In a certain culture of bacteria, the rate of increase is proportional to the number present. If it is found that the number doubles in 4 hours, find the number of times the bacteria are increased in 12 hours.

Solution: Let x be the number of bacteria in the culture at time t.

Then the rate of increase of x is `"dx"/"dt"` which is proportional to x.

∴ `"dx"/"dt" ∝  "x"`

∴ `"dx"/"dt"` = kx, where k is a constant

∴ `square`

On integrating, we get

`int "dx"/"x" = "k" int "dt"`

∴ log x = kt + c

Initially, i.e. when t = 0, let x = x₀

∴ log x₀ = k × 0 + c

∴ c = `square`

∴ log x = kt + log x₀ 

∴ log x - log x₀ = kt

∴ `log ("x"/"x"_0)`= kt    ......(1)

Since the number doubles in 4 hours, i.e. when t = 4,

x = 2x₀ 

∴ `log ((2"x"_0)/"x"_0)` = 4k

∴ k = `square`

∴ equation (1) becomes, `log ("x"/"x"_0) = "t"/4` log 2

When t = 12, we get

`log ("x"/"x"_0) = 12/4` log 2 = 3 log 2

∴ `log ("x"/"x"_0)` = log 2³

∴ `"x"/"x"_0 = 8`

∴ x = `square`

∴ number of bacteria will be 8 times the original number in 12 hours.

Answer 1

Let x be the number of bacteria in the culture at time t.

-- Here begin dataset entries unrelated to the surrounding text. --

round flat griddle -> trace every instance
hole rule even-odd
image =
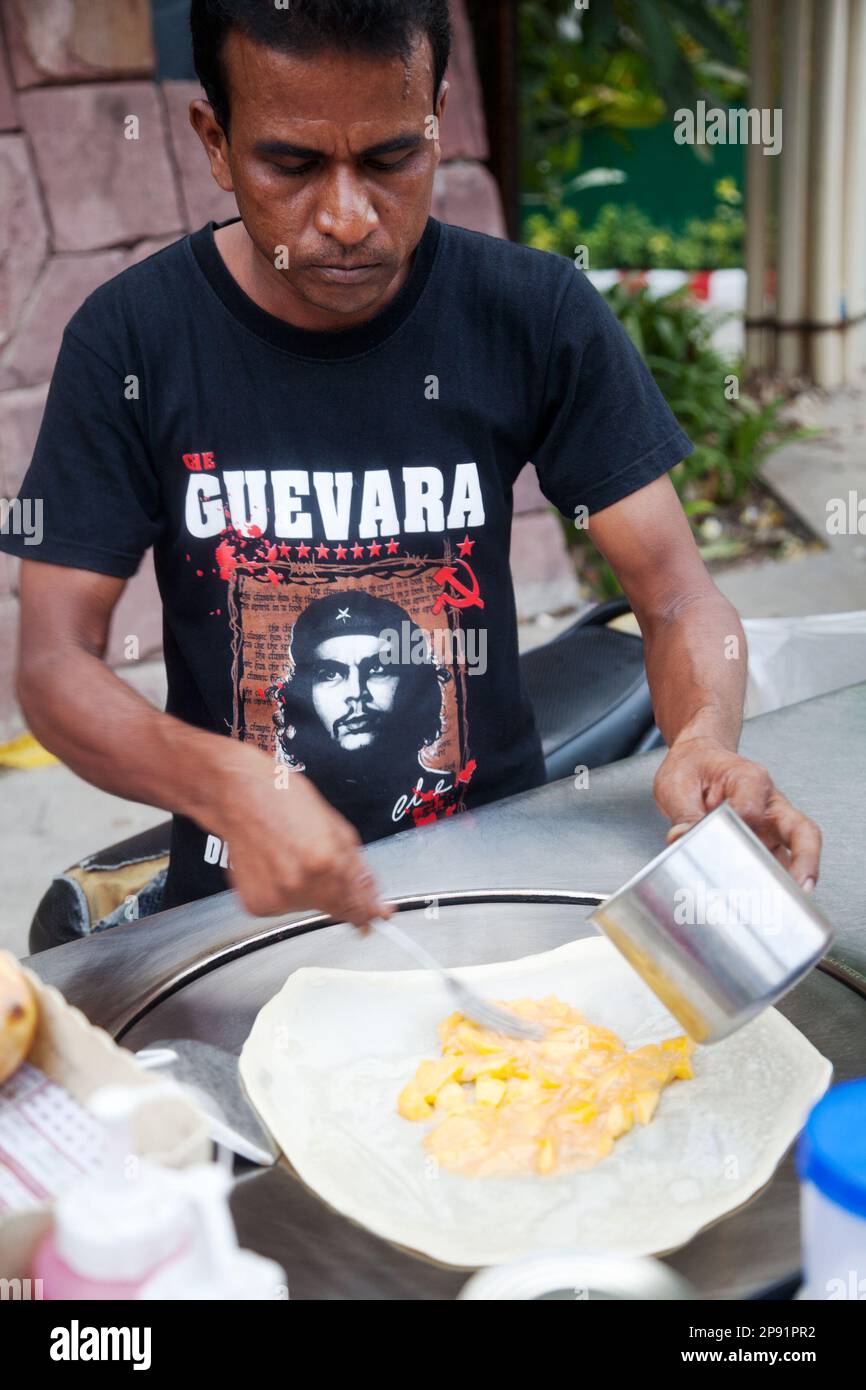
[[[594,935],[586,917],[597,901],[592,894],[562,892],[443,894],[426,906],[404,905],[400,925],[417,933],[444,965],[480,965]],[[305,965],[413,968],[375,934],[362,938],[343,925],[277,928],[196,961],[143,1006],[120,1040],[135,1049],[161,1038],[195,1038],[238,1053],[262,1005]],[[819,967],[780,1009],[830,1059],[836,1081],[866,1074],[866,992],[853,976]],[[761,1294],[799,1268],[798,1204],[789,1154],[745,1207],[666,1261],[702,1298]],[[232,1206],[242,1245],[279,1261],[292,1299],[448,1299],[468,1278],[465,1270],[435,1265],[348,1221],[282,1163],[245,1169]]]

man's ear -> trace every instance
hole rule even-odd
[[[436,103],[436,117],[440,121],[442,120],[442,117],[445,115],[445,107],[448,102],[448,93],[450,89],[450,82],[446,82],[443,78],[442,86],[439,88],[439,100]]]
[[[445,81],[443,80],[442,85],[441,85],[440,88],[439,88],[439,99],[438,99],[438,101],[436,102],[436,110],[435,110],[435,112],[434,112],[434,115],[435,115],[435,123],[434,123],[435,138],[434,138],[434,141],[433,141],[433,154],[434,154],[434,160],[435,160],[435,167],[437,167],[437,168],[438,168],[439,164],[440,164],[441,161],[442,161],[442,117],[443,117],[443,115],[444,115],[444,113],[445,113],[445,105],[446,105],[447,101],[448,101],[448,83],[445,82]]]
[[[203,98],[190,102],[189,122],[204,146],[214,179],[224,193],[234,193],[228,162],[228,140],[210,102]]]

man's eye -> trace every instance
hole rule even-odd
[[[297,164],[291,169],[286,164],[271,165],[271,168],[275,169],[278,174],[285,174],[286,177],[290,179],[297,179],[301,178],[304,174],[311,174],[315,167],[316,161],[314,159],[308,159],[306,164]]]
[[[404,154],[402,159],[395,159],[392,164],[386,164],[384,160],[381,159],[368,159],[367,163],[369,167],[375,169],[377,173],[393,174],[398,169],[402,169],[403,165],[409,162],[414,153],[414,150],[410,150],[409,154]]]

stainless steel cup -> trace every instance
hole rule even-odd
[[[695,1042],[769,1008],[821,959],[832,929],[727,802],[592,913]]]

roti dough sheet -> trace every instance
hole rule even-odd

Then the rate of increase of x is `"dx"/"dt"` which is proportional to x.

∴ `"dx"/"dt" ∝  "x"`

∴ `"dx"/"dt"` = kx, where k is a constant

∴ `"dx"/"x"` = k dt

On integrating, we get

`int "dx"/"x" = "k" int "dt"`

∴ log x = kt + c

Initially, i.e. when t = 0, let x = x₀

∴ log x₀ = k × 0 + c

∴ c = log x₀ 

∴ log x = kt + log x₀ 

∴ log x - log x₀ = kt

∴ `log ("x"/"x"_0)`= kt    .....(1)

Since the number doubles in 4 hours, i.e. when t = 4,

x = 2x₀ 

∴ `log ((2"x"_0)/"x"_0)` = 4k

∴ log 2 = 4k

∴ k = `1/4 log 2`

∴ equation (1) becomes, `log ("x"/"x"_0) = "t"/4` log 2

When t = 12, we get

`log ("x"/"x"_0) = 12/4` log 2 = 3 log 2

∴ `log ("x"/"x"_0)` = log 2³

∴ `"x"/"x"_0 = 8`

∴ x = 8x₀ 

∴ number of bacteria will be 8 times the original number in 12 hours.